Many of us do not admire Vladimir Putin the man. But it would be unserious to understate the scope of his achievement. He rules a vast, fractious country, has effectively privatized much of its natural wealth, and has made himself—by any reasonable estimate—one of the richest men in the world. Most of us are ill-equipped to second-guess his decisions, lacking both a KGB pedigree and a desire to dominate a nuclear-armed continental power.
The system he replaced—Soviet communism—was stagnant and unproductive. The crony capitalism that followed has proven no more inspiring. Yet Putin has managed to hold the country together through nationalism, a disciplined media apparatus, ruthless suppression of dissent, and a deft use of blackmail—applied to oligarchs, institutions, and foreign governments alike. The invasion of Ukraine has been a strategic disaster for Russia. But it is not difficult to see how, in Putin’s own calculus, a swift victory might have reinforced his model: a neighboring country drifting toward democracy and Europe would have been dragged back into the orbit of authoritarian order. Putanism inspires few abroad, but its internal effectiveness—on its own terms—cannot be denied.
It is equally difficult to deny that Donald Trump has long admired this style of rule.

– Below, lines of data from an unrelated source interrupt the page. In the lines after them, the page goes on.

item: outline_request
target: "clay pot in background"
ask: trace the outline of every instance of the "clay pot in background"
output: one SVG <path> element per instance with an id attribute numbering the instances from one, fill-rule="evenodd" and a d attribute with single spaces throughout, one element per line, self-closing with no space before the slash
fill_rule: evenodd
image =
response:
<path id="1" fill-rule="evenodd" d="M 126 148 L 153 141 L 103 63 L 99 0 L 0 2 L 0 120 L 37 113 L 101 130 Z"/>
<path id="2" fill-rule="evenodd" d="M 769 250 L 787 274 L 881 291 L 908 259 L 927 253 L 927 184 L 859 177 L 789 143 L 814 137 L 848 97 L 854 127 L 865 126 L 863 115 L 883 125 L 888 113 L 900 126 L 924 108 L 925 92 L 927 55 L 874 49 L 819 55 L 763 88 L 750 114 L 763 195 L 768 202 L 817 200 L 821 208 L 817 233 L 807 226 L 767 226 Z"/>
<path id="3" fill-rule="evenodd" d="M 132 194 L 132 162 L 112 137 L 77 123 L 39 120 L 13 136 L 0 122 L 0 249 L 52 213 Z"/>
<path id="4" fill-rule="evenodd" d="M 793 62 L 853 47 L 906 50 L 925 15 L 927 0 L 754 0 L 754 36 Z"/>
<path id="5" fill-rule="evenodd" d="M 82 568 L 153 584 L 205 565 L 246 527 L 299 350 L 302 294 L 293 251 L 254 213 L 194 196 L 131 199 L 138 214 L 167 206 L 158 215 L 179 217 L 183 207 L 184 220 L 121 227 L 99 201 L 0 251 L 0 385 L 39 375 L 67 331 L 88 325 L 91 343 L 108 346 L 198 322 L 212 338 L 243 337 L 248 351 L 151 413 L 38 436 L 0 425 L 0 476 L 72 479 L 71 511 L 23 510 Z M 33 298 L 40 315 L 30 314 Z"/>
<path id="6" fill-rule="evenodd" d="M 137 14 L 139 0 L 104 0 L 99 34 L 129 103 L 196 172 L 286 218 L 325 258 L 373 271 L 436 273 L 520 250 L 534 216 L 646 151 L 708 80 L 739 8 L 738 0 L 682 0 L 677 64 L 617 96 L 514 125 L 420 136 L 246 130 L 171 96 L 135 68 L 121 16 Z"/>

In his second term, Trump’s consolidation of power—over media, corporations, Congress, trade policy, and foreign affairs—has proceeded with a speed that has surprised even many of its beneficiaries. The tariffs are punishing for American consumers, but they are excellent tools for personal leverage abroad. The violent and costly roundups of undocumented workers damage the labor market and strain public finances, but they thrill his base. Control of the media allows him to sell the dream uninterrupted. His imperial instincts flatter supporters and promise access to foreign resources for a compliant corporate class. For those unsettled by it all, the pace of the Heritage Project and Project 2025 is chilling—but its effectiveness, so far, is undeniable.
Which is why yesterday was such a strange day for the Trump project.
Two announcements, in particular, were baffling. First, the threat to halt offshore wind development—one of the few viable responses to the exploding energy demands of data centers in a warming world. Removing one of the most promising solutions to an urgent problem is reckless, economically and environmentally. Second, the declaration of renewed investment in battleships. Not harmful, perhaps, but profoundly anachronistic. We stopped boasting about battleships even before Midway and the Coral Sea, when it became clear that modern warfare would be decided by air power, speed of production, and technological adaptation. In a nuclear age, the role of battleships is unclear—unless one’s strategic vision involves intimidating fishing boats and oil tankers.
What seems increasingly evident is that those around Trump are no longer capable of advising him—not merely on what is good for the country, but on what is good for the project itself. Putin’s brutality is matched by a ruthless coherence: he bends an enormous country to his will through systems that, however immoral, are effective. Trump will not achieve similar control through coal mines and battleships.
It is always a mistake to assume Trump is playing four-dimensional chess. But it is newly alarming to watch him rack up own goals—at scale—in a sport he appears to have only recently discovered.